The NCAA is gaining more and more attention and you see this from the players who are graduating from a Division I school to pursue pro options. As you get older, you gain more knowledge about hockey in the States and it does become more evident that it is just as good of an option than Major Junior Hockey. Ryan Kesley and Johnny Gaudreau are prime examples of players who excelled in academics and evidently hockey who are now playing in the NHL. The fact that players come out of college at the age of 24 or 25 and are that much more developed than say a 20 year old who just graduated from the OHL, it does make a difference. Not only are they coming out of NCAA as a better hockey player but the majority of the time, they’re coming out with a degree as well which Major Junior players don’t really have the opportunity to get due to age and the way the schedule works. All of this ties into the “endless opportunities” I mentioned when talking about being undrafted. Because of restrictions and rules, it doesn’t make much sense for schools to recruit major junior players so where do they go? Junior “B” and Junior “A” leagues are prime breeding grounds for NCAA schools and it just goes to show that not getting drafted can be a blessing in disguise in the long run.

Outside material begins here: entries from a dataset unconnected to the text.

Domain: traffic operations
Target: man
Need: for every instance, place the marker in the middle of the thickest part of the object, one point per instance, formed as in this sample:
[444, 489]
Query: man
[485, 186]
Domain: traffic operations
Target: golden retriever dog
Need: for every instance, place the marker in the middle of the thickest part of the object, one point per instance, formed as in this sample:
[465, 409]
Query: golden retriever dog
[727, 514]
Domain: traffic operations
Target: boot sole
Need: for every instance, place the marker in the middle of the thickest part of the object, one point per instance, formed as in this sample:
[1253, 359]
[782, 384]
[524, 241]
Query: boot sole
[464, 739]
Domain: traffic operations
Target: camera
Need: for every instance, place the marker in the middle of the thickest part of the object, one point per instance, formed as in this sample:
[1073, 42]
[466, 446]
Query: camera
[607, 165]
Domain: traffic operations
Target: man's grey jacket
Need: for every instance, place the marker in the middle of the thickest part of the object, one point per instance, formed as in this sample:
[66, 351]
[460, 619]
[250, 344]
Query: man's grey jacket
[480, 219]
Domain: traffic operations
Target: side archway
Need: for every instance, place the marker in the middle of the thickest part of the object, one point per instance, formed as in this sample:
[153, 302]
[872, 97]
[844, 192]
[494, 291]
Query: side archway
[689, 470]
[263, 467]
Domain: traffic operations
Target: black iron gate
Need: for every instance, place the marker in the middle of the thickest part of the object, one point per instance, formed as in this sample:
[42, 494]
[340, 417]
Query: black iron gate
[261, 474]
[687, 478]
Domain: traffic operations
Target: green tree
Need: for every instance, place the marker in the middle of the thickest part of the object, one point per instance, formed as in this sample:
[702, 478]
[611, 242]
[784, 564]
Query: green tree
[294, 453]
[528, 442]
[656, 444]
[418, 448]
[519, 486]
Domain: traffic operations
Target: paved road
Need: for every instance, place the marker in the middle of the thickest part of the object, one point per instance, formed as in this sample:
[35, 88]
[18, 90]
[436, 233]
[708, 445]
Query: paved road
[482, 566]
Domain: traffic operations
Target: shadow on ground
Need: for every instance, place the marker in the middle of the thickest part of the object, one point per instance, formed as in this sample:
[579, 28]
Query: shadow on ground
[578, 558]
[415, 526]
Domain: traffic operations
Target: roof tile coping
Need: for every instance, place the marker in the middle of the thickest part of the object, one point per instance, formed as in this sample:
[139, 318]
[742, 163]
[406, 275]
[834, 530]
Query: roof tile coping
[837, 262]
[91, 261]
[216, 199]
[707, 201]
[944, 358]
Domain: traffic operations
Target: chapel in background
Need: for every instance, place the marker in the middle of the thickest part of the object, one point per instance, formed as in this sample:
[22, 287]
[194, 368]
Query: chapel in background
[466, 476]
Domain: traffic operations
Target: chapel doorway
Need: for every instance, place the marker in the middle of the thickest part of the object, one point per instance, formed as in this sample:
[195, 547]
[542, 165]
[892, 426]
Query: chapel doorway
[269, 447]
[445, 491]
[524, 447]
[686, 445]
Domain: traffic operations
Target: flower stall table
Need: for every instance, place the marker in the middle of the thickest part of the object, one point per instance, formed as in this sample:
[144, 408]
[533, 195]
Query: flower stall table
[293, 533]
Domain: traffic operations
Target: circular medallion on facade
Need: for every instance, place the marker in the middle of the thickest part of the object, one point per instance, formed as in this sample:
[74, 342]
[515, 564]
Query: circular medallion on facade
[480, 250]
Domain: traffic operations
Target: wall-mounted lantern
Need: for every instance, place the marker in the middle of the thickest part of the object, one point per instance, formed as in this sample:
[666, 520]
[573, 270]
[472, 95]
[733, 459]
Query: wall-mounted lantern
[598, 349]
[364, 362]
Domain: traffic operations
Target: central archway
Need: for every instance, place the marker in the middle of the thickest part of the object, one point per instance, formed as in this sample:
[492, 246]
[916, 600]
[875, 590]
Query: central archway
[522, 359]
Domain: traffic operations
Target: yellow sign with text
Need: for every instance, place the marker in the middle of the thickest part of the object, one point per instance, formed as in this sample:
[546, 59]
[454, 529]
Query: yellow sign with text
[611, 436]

From the New Liskeard area, Mitchell McCrank could tell you first hand how not being selected in the OHL draft affected him and the following process that lead him to playing NCAA Division I hockey at Canisius College in Buffalo, NY. After playing 2 years of Midget AAA, he found himself with the Stratford Cullitons (only a year before myself).
After proving himself as an elite player, not only did he gain interest from OHL clubs but from NCAA schools as well and now a decision had to be made.
“Not getting drafted obviously sucked and is no doubt something I wanted to achieve but I had the right people to help me see the other side of things that there were other possibilities out there which is basically how I started talking to Stratford and that’s when things kind of took off for me.”
McCrank says although the OHL offers were tempting, he decided to take the college route.
“Yeah I had the chance to possibly play with Barrie but they weren’t giving me any guarantees. Whereas Canisius offered me a full scholarship for four more years of high competitive hockey. Canisius wanted me early right out of high school and said id fit in on the power play and get lots of ice time. The coach Dave smith was also a big factor. He was really a nice guy and a Stratford alumni so to me, the decision was easy in terms of developing as a player as well as academically.”
McCrank now finds himself at Mohawk College where he is pursuing and extending his education, making the most of his opportunity that Canisius gave him.
To wrap things up, I can’t stress enough over the importance of turning any kind of situation into a good one. Not getting drafted can be heartbreaking and can bring up the thought that it’s over. IT’S NOT! One day does not define you as a hockey player so don’t waste time looking at the players who were chosen and think that they are better than you, look at the person in the mirror and realize that you are better than that person and take each day to prove it. It won’t be long until junior teams are calling and inquiring about you and that moment is one to be just as proud of as being drafted. Take it and run with it!
I just want to wish good luck to all the players and families in the upcoming draft, congrats to those who get selected and to those who don’t, just remember that there’s nothing better than having another reason to prove everyone wrong!